GREG PALAST: Well, we have Occidental Petroleum. I was out where they were trying to drill, just ripping up the jungle. I mean, and they’re so used to that, they’re so used to just going in, ripping up the jungle and sucking up the oil for next to nothing. There is huge resistance, not only in Ecuador, but Colombia —- excuse me, Bolivia is on fire over this matter, where the U.S. oil companies and British gas companies are trying to grab Bolivia’s gas, and the people are saying, no, we don’t want this drilling because we know we’ll never see the money. Just like Ecuador, basically the oil gets sucked out, but the benefits of the big oil money are going now to the foreign bondholders, either to pay off all debts, or in the case of Ecuador, simply to create a windfall for those bondholders. So, you have Occidental Petroleum, you have Texaco, which is in fact in the middle of a trial now in the United States for destroying indigenous property and poisoning the natives with the oil drilling process -—

AMY GOODMAN: Now, ChevronTexaco, which is now just being called Chevron, and then you have Noble Energy of Houston and Duke Power of the Carolinas, as you write in a piece in The Nation magazine.
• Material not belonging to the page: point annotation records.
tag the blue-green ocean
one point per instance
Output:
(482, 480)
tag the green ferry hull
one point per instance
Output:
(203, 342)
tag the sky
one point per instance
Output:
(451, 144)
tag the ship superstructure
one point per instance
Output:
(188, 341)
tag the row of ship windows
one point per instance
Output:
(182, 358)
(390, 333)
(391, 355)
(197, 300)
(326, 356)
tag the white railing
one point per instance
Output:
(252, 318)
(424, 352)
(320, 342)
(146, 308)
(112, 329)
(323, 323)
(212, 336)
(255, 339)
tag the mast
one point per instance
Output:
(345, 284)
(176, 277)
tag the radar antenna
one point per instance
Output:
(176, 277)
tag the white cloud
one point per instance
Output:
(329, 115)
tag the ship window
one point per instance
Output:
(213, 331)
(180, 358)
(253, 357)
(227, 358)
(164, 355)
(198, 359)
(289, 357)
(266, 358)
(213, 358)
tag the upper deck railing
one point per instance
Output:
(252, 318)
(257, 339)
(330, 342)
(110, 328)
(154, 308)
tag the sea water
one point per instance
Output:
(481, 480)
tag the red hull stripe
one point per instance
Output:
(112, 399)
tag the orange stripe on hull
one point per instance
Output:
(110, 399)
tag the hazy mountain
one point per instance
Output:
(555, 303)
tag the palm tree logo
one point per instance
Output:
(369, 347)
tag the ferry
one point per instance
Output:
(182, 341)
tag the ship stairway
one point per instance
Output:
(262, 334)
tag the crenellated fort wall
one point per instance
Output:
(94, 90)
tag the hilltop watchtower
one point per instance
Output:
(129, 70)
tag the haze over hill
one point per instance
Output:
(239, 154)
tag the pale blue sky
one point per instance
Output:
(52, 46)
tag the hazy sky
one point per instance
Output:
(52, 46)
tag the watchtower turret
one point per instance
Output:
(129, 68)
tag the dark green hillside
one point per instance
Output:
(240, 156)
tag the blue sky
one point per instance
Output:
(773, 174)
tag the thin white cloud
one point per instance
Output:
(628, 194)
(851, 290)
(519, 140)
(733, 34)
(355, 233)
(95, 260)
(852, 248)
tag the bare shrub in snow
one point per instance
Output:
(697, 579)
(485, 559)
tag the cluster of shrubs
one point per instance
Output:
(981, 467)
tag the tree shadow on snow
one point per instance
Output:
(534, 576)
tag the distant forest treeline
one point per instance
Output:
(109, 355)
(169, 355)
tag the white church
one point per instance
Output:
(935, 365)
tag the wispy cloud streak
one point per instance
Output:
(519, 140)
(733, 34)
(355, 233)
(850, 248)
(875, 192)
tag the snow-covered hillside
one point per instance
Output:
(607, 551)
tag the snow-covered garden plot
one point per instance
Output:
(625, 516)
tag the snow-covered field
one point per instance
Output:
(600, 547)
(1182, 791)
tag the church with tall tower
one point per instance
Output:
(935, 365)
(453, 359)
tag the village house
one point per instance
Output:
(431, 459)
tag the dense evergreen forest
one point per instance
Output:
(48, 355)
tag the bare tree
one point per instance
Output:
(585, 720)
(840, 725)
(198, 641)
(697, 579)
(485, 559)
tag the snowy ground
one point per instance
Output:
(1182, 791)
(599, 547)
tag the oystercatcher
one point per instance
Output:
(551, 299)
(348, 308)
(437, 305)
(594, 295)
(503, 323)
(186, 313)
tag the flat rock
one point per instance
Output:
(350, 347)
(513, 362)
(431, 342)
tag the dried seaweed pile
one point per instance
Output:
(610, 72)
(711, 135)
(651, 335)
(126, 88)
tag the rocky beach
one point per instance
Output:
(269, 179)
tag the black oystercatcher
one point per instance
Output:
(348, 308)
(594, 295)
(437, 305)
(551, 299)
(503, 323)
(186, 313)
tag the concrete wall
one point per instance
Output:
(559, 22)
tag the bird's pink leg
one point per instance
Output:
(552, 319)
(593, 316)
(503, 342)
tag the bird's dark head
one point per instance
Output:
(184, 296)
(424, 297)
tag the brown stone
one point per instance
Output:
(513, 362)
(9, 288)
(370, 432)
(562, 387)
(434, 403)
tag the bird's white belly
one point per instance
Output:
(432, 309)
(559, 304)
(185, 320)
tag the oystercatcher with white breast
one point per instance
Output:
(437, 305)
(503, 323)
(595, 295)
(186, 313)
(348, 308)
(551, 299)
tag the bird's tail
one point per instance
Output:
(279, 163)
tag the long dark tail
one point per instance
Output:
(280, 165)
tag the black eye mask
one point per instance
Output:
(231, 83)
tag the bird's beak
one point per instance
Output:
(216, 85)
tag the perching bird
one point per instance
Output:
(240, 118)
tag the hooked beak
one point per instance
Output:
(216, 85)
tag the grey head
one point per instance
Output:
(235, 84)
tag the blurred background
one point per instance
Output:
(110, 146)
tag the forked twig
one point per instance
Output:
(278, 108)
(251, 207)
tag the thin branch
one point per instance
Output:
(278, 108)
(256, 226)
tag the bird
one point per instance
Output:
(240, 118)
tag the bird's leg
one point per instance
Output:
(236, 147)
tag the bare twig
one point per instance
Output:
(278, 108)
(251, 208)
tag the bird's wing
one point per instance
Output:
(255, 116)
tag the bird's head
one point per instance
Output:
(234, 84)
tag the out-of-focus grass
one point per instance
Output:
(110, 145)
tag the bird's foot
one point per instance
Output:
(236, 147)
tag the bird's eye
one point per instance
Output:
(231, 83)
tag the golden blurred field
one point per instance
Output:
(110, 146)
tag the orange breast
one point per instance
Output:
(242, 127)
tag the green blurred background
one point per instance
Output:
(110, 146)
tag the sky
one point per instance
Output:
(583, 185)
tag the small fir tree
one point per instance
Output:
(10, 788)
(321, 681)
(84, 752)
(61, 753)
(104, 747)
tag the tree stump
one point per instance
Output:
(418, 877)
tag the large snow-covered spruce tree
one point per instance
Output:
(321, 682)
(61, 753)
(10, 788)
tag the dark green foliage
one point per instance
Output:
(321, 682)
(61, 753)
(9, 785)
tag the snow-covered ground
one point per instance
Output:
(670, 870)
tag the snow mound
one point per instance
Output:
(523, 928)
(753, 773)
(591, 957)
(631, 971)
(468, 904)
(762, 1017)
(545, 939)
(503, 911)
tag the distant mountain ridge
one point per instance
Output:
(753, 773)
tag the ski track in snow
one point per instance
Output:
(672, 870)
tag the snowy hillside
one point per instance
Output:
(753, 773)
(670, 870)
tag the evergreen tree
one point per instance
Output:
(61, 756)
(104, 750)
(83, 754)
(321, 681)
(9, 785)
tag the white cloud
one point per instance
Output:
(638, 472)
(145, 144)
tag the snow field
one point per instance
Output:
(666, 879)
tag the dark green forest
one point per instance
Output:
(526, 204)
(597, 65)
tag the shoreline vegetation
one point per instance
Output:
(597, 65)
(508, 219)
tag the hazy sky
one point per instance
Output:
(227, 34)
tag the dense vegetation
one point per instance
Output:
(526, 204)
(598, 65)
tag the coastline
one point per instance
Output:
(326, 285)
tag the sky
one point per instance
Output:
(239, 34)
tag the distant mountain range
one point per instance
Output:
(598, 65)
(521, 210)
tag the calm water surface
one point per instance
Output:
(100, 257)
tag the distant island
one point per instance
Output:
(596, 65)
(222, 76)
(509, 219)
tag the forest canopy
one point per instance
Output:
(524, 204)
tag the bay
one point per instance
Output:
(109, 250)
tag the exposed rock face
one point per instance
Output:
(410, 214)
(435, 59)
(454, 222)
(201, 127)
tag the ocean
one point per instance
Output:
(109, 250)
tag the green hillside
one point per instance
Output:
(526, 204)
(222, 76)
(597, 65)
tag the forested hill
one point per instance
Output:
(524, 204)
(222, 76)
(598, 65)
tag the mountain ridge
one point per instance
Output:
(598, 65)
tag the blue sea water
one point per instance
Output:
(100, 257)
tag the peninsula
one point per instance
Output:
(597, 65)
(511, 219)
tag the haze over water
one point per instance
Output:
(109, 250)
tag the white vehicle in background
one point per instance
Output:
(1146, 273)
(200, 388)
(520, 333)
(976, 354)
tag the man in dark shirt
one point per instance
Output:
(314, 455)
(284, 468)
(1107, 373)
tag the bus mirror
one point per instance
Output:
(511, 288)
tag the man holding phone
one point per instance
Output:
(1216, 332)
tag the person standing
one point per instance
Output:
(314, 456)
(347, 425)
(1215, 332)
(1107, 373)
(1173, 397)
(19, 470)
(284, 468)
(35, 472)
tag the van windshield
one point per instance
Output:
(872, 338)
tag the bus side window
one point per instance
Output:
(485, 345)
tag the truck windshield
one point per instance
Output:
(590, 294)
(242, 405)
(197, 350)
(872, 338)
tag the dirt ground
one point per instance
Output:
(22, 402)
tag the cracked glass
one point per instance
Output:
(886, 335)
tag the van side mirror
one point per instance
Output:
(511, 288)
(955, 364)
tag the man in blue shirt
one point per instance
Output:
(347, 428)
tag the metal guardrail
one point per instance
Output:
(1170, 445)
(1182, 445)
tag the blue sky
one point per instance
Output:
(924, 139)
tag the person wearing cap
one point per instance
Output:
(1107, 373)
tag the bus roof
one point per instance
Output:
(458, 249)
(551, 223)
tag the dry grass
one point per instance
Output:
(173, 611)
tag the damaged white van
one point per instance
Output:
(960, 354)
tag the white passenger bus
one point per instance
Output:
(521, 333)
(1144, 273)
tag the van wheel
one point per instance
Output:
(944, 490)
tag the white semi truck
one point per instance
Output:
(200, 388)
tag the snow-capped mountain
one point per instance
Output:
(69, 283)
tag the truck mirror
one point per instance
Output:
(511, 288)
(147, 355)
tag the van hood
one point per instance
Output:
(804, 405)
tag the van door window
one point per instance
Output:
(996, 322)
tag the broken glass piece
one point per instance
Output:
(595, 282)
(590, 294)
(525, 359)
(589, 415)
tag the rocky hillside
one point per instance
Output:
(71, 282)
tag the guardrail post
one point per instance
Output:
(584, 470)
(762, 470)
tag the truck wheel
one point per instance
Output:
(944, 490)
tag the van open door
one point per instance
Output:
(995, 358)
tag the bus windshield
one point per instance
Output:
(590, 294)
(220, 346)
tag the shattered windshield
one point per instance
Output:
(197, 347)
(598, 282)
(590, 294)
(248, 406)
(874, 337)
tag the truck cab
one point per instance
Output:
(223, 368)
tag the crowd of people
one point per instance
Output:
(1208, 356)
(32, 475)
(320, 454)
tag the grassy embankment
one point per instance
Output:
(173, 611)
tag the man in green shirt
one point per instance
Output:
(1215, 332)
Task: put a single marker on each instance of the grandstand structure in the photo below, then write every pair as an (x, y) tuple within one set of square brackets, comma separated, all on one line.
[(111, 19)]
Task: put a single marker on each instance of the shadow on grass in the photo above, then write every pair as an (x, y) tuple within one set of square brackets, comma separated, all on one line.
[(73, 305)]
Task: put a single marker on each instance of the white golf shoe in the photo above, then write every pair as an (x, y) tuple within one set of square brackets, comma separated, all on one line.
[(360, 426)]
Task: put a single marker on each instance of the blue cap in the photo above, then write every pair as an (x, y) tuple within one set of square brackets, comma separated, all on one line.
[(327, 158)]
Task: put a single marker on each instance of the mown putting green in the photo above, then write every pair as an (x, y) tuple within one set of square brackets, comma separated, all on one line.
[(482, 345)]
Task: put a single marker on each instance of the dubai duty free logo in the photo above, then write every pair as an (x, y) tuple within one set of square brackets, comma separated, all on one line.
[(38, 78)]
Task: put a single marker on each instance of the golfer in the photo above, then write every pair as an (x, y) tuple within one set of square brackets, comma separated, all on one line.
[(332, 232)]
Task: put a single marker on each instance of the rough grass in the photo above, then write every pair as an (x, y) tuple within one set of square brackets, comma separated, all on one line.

GREG PALAST: Yes, that’s right. I have a piece in The Nation you can get at GregPalast.com today. But what you have is also a grab for the electricity and water resources of these nations. The World Bank wants them to sell off all their electricity and water supplies. And once again, from a surprisingly conservative guy, it’s surprising that he is saying, no, we’re not going to sell you everything that is not nailed down in this nation.

AMY GOODMAN: Well, I want to thank you very much, Greg Palast, for joining us with your exclusive report. Greg Palast, just back from Ecuador. Thanks, Greg.